<h1>Named Entity Recognition using BERT Fine tuning</h1>

For the downstream NLP tasks such as question answering, named entity recognition, and language inference, pre-trained word representations tend to perform better. BERT which fine tunes deep bi-directional representation on series of tasks achieves state-of-the-art results. Unlike traditional Tranformer, BERT is trained on “masked language modeling,” which means that it is allowed to see the whole sentence and does not limit the context it can take into account.

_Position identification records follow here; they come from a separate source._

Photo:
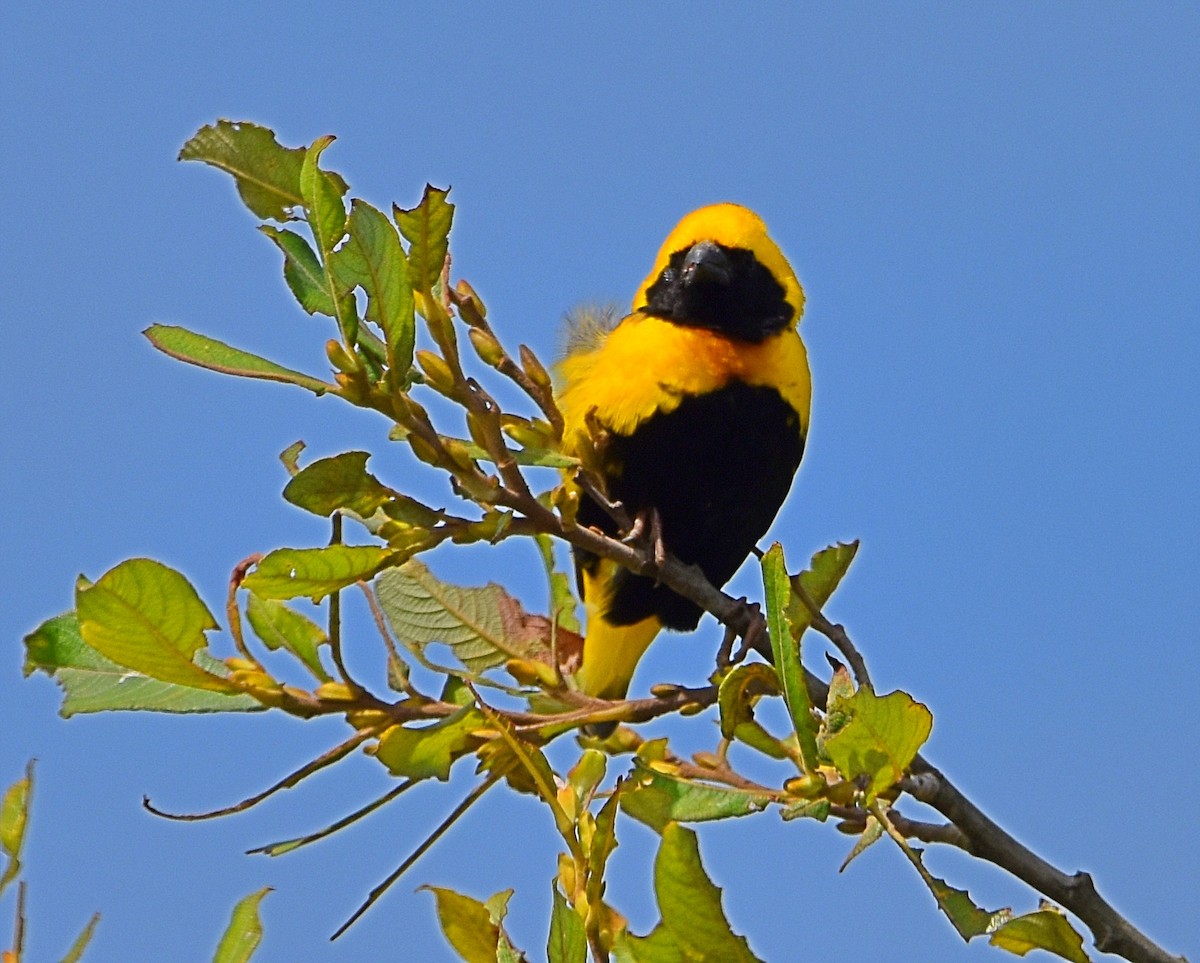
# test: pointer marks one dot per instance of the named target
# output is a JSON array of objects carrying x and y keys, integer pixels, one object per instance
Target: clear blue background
[{"x": 994, "y": 209}]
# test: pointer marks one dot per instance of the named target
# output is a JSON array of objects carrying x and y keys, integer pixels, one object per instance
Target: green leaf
[
  {"x": 281, "y": 627},
  {"x": 427, "y": 229},
  {"x": 467, "y": 925},
  {"x": 245, "y": 931},
  {"x": 76, "y": 952},
  {"x": 268, "y": 175},
  {"x": 1045, "y": 929},
  {"x": 880, "y": 737},
  {"x": 429, "y": 752},
  {"x": 870, "y": 835},
  {"x": 484, "y": 627},
  {"x": 148, "y": 617},
  {"x": 960, "y": 909},
  {"x": 215, "y": 356},
  {"x": 562, "y": 599},
  {"x": 291, "y": 456},
  {"x": 658, "y": 799},
  {"x": 315, "y": 573},
  {"x": 819, "y": 581},
  {"x": 694, "y": 925},
  {"x": 373, "y": 259},
  {"x": 13, "y": 821},
  {"x": 303, "y": 271},
  {"x": 323, "y": 198},
  {"x": 339, "y": 482},
  {"x": 786, "y": 649},
  {"x": 586, "y": 775},
  {"x": 736, "y": 698},
  {"x": 568, "y": 939},
  {"x": 94, "y": 683}
]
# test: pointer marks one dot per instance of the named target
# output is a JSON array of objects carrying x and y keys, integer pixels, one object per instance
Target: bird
[{"x": 693, "y": 411}]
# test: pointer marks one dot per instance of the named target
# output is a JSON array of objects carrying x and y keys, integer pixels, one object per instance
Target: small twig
[
  {"x": 911, "y": 829},
  {"x": 232, "y": 611},
  {"x": 335, "y": 611},
  {"x": 835, "y": 634},
  {"x": 462, "y": 807},
  {"x": 1111, "y": 932},
  {"x": 341, "y": 824},
  {"x": 325, "y": 759}
]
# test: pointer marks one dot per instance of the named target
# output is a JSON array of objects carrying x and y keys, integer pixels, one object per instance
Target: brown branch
[
  {"x": 911, "y": 829},
  {"x": 1111, "y": 933}
]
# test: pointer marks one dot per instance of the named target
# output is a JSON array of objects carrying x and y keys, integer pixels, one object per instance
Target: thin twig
[
  {"x": 325, "y": 759},
  {"x": 462, "y": 807},
  {"x": 835, "y": 634},
  {"x": 232, "y": 612}
]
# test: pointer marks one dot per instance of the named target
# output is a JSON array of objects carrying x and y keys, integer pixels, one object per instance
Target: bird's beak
[{"x": 707, "y": 263}]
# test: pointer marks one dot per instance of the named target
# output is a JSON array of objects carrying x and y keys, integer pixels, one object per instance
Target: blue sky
[{"x": 994, "y": 210}]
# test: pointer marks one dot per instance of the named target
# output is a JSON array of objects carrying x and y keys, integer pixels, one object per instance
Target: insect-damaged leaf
[{"x": 483, "y": 626}]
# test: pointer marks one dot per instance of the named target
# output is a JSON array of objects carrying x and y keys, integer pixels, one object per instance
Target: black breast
[{"x": 717, "y": 468}]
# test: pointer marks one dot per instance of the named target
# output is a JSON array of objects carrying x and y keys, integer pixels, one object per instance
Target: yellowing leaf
[
  {"x": 657, "y": 799},
  {"x": 94, "y": 683},
  {"x": 76, "y": 952},
  {"x": 1045, "y": 929},
  {"x": 268, "y": 175},
  {"x": 467, "y": 925},
  {"x": 421, "y": 753},
  {"x": 694, "y": 925},
  {"x": 149, "y": 617},
  {"x": 568, "y": 939},
  {"x": 337, "y": 482},
  {"x": 281, "y": 627},
  {"x": 373, "y": 259},
  {"x": 427, "y": 229},
  {"x": 880, "y": 737},
  {"x": 216, "y": 356},
  {"x": 738, "y": 693},
  {"x": 13, "y": 820},
  {"x": 484, "y": 627},
  {"x": 315, "y": 573},
  {"x": 303, "y": 271},
  {"x": 245, "y": 931},
  {"x": 785, "y": 645},
  {"x": 819, "y": 580}
]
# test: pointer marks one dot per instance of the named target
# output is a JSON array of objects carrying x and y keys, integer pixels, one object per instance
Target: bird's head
[{"x": 719, "y": 269}]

For this example, we are leveraging transformers library to load BERT model and other config files

In [2]:
import tempfile
import os
import numpy as np
from typing import Callable, Iterable, List, Union

import tensorflow as tf
from tensorflow.keras.layers import Dense, Input
from tensorflow.keras.models import Model
from transformers import BertTokenizer, TFBertModel

import fastestimator as fe
from fastestimator.dataset.data import german_ner
from fastestimator.op.numpyop.numpyop import NumpyOp
from fastestimator.op.numpyop.univariate import PadSequence, Tokenize, WordtoId
from fastestimator.op.tensorop import TensorOp, Reshape
from fastestimator.op.tensorop.loss import CrossEntropy
from fastestimator.op.tensorop.model import ModelOp, UpdateOp
from fastestimator.trace.metric import Accuracy
from fastestimator.trace.io import BestModelSaver
from fastestimator.backend import feed_forward

In [3]:
max_len = 20
batch_size = 64
epochs = 10

Custom NumpyOp that constructs attention masks for input sequences

In [4]:
class AttentionMask(NumpyOp):
    def forward(self, data, state):
        masks = [float(i > 0) for i in data]
        return np.array(masks)

char2idx function creates look-up table for the corresponding ids for the labels

In [5]:
def char2idx(data):
    tag2idx = {t: i for i, t in enumerate(data)}
    return tag2idx

<h2>Building components</h2>

<h3>Step 1: Prepare training & evaluation data and define pipeline</h3>

NER dataset from GermEval contains sequences and entity tags from german wikipedia and news corpora. We are loading train and eval sequences dataset along with data and label vocabulary. For this example other nouns are omitted for the simplicity.

In [6]:
train_data, eval_data, data_vocab, label_vocab = german_ner.load_data()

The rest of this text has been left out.